HARRISONBURG, Va. (WHSV) – The recent weather has been exactly what golfers are looking for, and local golf courses are preparing. At Harrisonburg’s Heritage Oaks Golf Course, Spring season is in full swing, but there’s a lot of hard work that goes into keeping the grounds in good shape after Winter.
“You start mowing a little bit more, and then all of a sudden it warms up and it rains and then you can’t control it and you’re mowing every three days,” said Charlie Fultz, course Interim General Manager. “Imagine about 180 acres of that.”
Fultz says the course is already seeing a lot of action this season, saying March may go down as a record month of attendance for the course. But, he says it wouldn’t be possible without the luck of Mother Nature, and the recent aerification process.

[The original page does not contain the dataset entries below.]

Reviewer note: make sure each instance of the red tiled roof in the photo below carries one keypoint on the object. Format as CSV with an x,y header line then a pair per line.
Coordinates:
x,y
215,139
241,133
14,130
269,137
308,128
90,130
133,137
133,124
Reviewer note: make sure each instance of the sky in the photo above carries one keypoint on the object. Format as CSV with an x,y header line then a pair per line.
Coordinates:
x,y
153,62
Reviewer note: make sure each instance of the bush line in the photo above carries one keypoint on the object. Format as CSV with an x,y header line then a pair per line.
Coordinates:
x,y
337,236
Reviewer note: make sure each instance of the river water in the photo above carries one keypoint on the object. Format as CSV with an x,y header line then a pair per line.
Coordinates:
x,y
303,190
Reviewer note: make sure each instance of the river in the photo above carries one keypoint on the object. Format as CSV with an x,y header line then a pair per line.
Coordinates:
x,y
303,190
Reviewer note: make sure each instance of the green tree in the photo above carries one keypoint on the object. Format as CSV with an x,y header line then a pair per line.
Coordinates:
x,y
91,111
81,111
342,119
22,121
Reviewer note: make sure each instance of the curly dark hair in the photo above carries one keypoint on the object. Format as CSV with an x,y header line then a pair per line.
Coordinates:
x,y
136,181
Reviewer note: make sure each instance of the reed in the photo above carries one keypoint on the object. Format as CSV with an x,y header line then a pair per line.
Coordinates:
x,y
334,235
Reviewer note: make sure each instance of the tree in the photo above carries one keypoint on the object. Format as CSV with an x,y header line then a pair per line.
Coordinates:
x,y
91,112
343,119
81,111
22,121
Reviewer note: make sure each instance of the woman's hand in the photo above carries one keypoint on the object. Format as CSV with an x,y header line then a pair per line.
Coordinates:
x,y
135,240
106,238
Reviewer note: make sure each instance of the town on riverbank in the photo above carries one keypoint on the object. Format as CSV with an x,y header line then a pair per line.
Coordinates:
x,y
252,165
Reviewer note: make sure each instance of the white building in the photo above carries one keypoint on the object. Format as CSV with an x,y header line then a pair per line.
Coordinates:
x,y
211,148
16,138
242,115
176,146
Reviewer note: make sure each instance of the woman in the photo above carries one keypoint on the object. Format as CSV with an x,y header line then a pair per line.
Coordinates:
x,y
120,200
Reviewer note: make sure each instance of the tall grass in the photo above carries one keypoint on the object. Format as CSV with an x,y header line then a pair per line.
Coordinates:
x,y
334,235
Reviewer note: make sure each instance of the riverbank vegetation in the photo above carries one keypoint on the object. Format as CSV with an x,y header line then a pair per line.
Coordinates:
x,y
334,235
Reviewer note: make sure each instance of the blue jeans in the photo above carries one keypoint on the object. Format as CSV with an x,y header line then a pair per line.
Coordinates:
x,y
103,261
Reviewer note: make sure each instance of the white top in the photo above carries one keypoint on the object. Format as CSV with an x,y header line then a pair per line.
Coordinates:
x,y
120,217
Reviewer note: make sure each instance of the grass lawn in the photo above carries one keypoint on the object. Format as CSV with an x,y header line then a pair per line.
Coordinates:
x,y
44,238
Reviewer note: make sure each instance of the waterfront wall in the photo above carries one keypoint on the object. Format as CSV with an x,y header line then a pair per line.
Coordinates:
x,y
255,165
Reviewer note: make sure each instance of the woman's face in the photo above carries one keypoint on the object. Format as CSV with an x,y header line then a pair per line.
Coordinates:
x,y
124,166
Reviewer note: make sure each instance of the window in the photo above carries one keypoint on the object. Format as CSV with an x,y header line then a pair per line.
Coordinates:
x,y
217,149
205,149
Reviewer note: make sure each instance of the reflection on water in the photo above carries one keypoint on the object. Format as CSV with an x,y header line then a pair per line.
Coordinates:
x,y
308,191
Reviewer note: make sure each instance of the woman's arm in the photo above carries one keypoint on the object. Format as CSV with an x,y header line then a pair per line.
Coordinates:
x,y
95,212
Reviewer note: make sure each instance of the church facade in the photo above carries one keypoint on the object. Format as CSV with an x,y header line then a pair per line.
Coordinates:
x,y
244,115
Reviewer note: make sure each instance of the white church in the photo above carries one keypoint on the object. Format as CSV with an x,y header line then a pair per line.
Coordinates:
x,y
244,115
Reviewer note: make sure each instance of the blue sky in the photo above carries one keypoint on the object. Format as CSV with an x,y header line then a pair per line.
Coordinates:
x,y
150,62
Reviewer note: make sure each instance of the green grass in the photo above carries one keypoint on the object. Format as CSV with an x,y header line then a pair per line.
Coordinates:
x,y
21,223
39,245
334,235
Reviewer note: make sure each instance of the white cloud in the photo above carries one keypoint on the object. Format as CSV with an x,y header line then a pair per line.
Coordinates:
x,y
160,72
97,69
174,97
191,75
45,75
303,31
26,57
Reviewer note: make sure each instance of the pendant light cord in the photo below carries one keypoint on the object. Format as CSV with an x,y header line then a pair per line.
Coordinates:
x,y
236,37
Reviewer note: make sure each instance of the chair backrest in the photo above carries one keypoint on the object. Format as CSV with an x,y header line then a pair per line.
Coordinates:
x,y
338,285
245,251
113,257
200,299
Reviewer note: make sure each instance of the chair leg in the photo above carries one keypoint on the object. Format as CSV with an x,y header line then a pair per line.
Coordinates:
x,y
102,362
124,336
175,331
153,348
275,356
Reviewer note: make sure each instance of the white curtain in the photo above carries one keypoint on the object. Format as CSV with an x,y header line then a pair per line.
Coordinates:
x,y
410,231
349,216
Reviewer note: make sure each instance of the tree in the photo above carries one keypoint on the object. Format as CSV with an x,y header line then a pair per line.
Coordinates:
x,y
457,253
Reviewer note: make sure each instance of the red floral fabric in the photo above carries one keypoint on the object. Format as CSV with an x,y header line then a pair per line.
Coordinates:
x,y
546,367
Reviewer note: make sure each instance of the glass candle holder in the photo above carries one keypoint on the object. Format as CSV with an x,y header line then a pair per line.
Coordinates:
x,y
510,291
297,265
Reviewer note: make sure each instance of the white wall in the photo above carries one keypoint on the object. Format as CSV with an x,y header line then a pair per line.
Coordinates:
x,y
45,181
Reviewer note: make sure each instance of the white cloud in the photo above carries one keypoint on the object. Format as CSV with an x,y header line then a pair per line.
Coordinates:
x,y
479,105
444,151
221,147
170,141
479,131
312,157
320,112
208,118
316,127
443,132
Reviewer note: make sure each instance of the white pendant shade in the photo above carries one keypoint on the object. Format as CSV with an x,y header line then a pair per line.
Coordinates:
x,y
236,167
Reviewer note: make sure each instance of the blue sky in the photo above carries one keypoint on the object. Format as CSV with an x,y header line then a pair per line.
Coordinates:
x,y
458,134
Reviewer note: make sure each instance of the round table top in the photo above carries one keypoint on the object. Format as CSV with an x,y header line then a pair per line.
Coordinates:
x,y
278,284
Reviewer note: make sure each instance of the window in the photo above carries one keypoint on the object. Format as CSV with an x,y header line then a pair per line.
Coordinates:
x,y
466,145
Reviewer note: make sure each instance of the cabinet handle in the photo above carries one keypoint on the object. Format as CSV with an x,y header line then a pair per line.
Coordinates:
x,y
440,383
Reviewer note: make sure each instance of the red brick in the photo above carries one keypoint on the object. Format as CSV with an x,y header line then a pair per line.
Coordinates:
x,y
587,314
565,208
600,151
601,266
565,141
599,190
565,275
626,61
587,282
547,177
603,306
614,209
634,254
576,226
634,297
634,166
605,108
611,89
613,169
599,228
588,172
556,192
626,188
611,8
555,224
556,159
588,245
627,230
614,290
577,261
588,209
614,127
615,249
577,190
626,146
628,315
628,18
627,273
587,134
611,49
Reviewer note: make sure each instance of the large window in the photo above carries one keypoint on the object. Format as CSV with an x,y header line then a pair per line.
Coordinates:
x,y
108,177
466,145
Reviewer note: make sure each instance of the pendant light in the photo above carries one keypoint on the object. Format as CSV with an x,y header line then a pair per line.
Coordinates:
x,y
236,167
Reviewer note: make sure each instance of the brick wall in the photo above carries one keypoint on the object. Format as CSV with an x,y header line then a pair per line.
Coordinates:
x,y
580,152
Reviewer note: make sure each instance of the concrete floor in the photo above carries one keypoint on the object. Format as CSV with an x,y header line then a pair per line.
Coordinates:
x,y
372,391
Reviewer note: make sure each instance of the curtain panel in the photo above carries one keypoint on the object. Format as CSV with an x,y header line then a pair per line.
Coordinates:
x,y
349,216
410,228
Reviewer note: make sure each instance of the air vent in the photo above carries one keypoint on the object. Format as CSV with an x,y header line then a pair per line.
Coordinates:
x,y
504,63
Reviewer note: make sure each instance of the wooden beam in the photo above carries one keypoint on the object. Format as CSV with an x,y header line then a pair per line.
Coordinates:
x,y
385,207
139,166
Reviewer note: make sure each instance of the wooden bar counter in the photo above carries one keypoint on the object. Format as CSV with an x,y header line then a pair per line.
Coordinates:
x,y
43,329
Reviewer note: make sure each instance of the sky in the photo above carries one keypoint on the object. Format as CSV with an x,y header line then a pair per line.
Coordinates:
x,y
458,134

“Golfers take that as, ‘okay we’re getting ready to start because the maintenance crew is gonna beat up the greens a little bit, top dress them with sand, and then get them ready’,” Fultz said.
This season, speeding up that process with what Fultz calls vertical mowing.
“These blades actually go in vertically so they cut into the greens, and that puts a place where the sand can settle into, and helps them smooth out quicker,” said Fultz. “It took the heal time from about three to four weeks, to about seven days.”
With this hard work, plus numerous COVID-19 safety regulations in place, Fultz says the pandemic has brought the biggest spike in golf play that he’s seen in years.
”The response to the things we’re doing on the golf course has been tremendous,” Fultz said. “I’ve been in golf over twenty years, and this feels like golf when I got into it back with the Tiger Woods effect on golf. We think people rediscovered that golf was a great recreational pass time.”
Heritage Oaks recently brought in a new order of golf carts, which are specially fitted with a plastic partition. This allows two people to safely ride in the cart together.